Corporate tax shelter regulations: disclosure of reportable transactions - Tax Executives Institute

Tax Executive, The, July, 2000

June 5, 2000

On June 5, 2000, Tax Executives Institute submitted the following comments to the Internal Revenue Services on proposed regulations relating to the disclosure of certain "reportable transactions" under section 6011 of the Internal Revenue Code. The regulations, which were the subject of a public hearing on June 20, 2000, were issued as part of the IRS's efforts to address so- called corporate tax shelters. TEI's comments were prepared under the aegis of the Institute's Corporate Tax Shelter Task Force, whose chair is Philip G. Cohen of the New York Chapter. Mr. Cohen, who is also 1999-2000 chair of TEI's Federal Tax Committee, also represented TEI at the June 20 public hearing, as did TEI Tax Counsel Jeffery P. Rasmussen.

On February 28, 2000, the Treasury Department and Internal Revenue Service issued a plethora of guidance aimed at identifying and curbing tax-motivated transactions. Specifically, the government issued temporary and proposed rules (T.D. 8876, REG-110311-98) requiring the registration of "confidential corporate tax shelters," temporary and proposed rules (T.D. 8877, REG-103735-00) requiring taxpayers to report their participation in certain "reportable transactions," and temporary and proposed rules (T.D. 8875, REG-103736-00) requiring tax shelter promoters to maintain lists of investors in "potentially abusive shelters."(1) The rules were published in the FEDERAL REGISTER (65 Fed. Reg. 11205) and in the Internal Revenue Bulletin (2000-11 I.R.B. 747). A hearing on the temporary and proposed rules will be held on June 20, 2000. In addition to the temporary and proposed rules, the government released Rev. Rul. 2000-12 (curbing certain transactions in debt straddle instruments), Notice 2000-15 (identifying 10 categories of "listed" transactions for purposes of Temp. Reg. [sections] 1.6011-4T(b)(2) and Temp. Reg. [sections] 301.6111-2T(b)(2)), and Announcement 2000-12 (announcing the formation of the IRS Office of Tax Shelter Analysis and describing the government's overall anti-tax-shelter strategy).

Background

Tax Executives Institute is the preeminent association of business tax executives in North America. Our more than 5,000 members represent 2,800 of the leading corporations in the United States, Canada, and Europe. TEI represents a cross-section of the business community, and is dedicated to the development and effective implementation of sound tax policy, to promoting the uniform and equitable enforcement of the tax laws, and to reducing the cost and burden of administration and compliance to the benefit of taxpayers and government alike. As a professional association, TEI is firmly committed to maintaining a tax system that works -- one that is administrable and with which taxpayers can comply.

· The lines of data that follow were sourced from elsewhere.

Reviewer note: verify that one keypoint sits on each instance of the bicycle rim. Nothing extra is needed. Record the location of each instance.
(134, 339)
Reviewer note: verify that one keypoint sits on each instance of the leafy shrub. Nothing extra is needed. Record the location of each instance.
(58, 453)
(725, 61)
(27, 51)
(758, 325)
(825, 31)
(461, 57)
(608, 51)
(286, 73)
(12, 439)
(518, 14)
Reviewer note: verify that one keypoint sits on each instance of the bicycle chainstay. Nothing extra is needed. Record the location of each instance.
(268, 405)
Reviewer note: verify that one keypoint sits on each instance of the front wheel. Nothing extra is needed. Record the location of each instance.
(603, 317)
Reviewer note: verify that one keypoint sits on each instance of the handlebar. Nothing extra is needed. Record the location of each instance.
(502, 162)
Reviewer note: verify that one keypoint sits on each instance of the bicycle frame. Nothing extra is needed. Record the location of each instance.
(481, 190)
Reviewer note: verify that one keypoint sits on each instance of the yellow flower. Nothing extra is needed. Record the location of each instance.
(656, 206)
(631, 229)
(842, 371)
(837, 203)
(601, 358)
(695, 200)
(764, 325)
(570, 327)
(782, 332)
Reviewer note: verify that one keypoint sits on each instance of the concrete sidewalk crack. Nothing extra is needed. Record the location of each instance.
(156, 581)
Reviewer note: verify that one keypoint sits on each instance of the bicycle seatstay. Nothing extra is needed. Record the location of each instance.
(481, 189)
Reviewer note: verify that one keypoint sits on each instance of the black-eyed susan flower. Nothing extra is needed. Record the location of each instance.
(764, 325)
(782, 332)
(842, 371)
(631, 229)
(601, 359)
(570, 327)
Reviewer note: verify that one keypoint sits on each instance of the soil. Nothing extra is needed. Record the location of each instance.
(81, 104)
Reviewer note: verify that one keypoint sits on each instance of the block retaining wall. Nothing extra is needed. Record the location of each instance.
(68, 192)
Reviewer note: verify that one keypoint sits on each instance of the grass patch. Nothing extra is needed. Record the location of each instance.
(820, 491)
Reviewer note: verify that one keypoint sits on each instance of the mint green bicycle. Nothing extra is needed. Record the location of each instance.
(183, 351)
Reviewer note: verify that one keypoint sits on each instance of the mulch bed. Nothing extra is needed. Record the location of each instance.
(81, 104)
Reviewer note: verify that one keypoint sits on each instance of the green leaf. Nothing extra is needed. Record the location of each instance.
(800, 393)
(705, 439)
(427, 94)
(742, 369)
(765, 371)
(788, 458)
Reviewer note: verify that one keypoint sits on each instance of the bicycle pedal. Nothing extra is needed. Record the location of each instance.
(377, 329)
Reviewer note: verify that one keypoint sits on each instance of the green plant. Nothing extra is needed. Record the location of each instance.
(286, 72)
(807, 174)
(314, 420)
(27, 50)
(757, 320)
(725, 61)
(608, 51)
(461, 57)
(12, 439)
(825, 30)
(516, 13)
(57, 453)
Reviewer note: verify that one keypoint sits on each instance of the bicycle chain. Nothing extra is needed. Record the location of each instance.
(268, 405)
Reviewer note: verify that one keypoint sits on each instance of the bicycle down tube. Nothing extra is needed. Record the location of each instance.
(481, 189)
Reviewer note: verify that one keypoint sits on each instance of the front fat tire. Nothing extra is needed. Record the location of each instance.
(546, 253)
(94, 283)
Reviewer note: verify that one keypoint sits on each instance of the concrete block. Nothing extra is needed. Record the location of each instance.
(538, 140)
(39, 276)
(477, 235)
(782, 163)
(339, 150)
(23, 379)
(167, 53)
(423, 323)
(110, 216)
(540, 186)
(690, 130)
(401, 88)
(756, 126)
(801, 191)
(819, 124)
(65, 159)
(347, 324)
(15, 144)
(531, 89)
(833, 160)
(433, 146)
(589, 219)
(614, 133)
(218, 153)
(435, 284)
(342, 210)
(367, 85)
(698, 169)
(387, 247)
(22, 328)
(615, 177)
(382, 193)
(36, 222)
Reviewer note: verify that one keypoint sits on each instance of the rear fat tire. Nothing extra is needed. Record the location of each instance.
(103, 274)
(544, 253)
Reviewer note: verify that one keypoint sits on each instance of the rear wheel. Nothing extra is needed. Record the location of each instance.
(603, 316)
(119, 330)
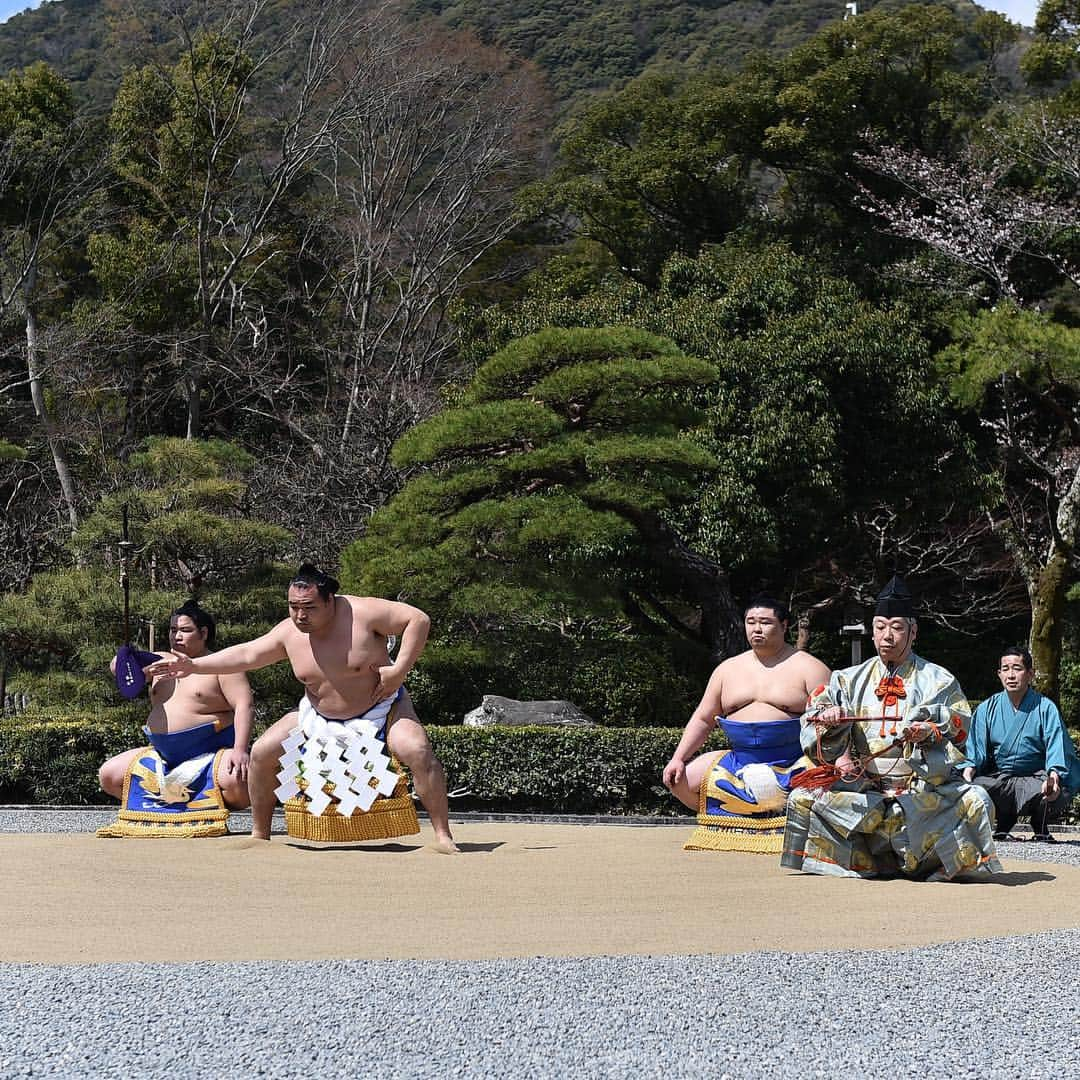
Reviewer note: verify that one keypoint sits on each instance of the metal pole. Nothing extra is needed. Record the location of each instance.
(125, 547)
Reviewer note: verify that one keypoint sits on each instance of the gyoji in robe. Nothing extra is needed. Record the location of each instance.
(886, 736)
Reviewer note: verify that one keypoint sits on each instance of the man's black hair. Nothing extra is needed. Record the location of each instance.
(770, 602)
(1018, 650)
(199, 616)
(310, 577)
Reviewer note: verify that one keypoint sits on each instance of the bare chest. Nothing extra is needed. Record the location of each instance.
(341, 658)
(197, 693)
(781, 687)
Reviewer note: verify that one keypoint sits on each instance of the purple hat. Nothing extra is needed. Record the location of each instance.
(130, 664)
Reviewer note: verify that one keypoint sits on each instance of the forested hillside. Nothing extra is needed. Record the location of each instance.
(294, 280)
(582, 48)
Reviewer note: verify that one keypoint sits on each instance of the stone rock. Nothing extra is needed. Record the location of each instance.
(495, 710)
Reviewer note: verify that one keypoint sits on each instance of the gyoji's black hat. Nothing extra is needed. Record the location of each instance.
(895, 599)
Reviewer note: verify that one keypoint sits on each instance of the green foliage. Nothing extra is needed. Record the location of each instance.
(675, 161)
(37, 111)
(536, 498)
(172, 136)
(565, 770)
(1052, 57)
(618, 679)
(811, 378)
(53, 758)
(1007, 341)
(188, 525)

Members of TEI are responsible for managing the tax affairs of their companies and must contend daily with the provisions of the tax law relating to the operation of business enterprises. We believe that the diversity and professional training of our members enable us to bring an important, balanced, and practical perspective to the issues raised by the package of rules released by the government to address tax-motivated transactions. TEI members know all too well that the inherent complexity and nebulous provisions of the Internal Revenue Code make drawing the line between sound tax reduction strategies, on the one hand, and tax shelters, on the other, difficult.(2) Since TEI does not represent tax shelter promoters or their advisers, our comments relate primarily to the temporary regulations under section 6011(a), relating to the requirement that corporate taxpayers file statements with their returns disclosing "reportable transactions." Thus, our comments on the registration regulations (T.D. 8876, REG-110311-98) and the investor list regulations (T.D. 8875, REG-103736-00) are limited in scope.

Overview

Under Temp. Reg. [sections] 1.6011-4T(a), every taxpayer that files a corporate tax return that has participated directly or indirectly in a reportable transaction as defined in Temp. Reg. [sections] 1.6011-4T(b) is required to attach a disclosure statement to its return for each taxable year affected by its participation in the transaction. In addition, a copy of the disclosure statement for the first taxable year for which disclosure is required must be filed with the National Office of the IRS. Under Temp. Reg. [sections] 1.6011-4T(b)(1), a reportable transaction is any transaction described in either paragraph (b)(2) or (b)(3) that meets one of the projected tax effect tests of paragraph (b)(4). The regulations define two categories of reportable transactions. The first category set forth in paragraph (b)(2) ("listed" transactions) includes transactions identified by the Treasury and IRS as "tax avoidance" transactions. The second category in paragraph (b)(3) ("other reportable transactions") includes transactions warranting scrutiny because they possess at least two of six characteristics or factors deemed common in corporate tax shelters.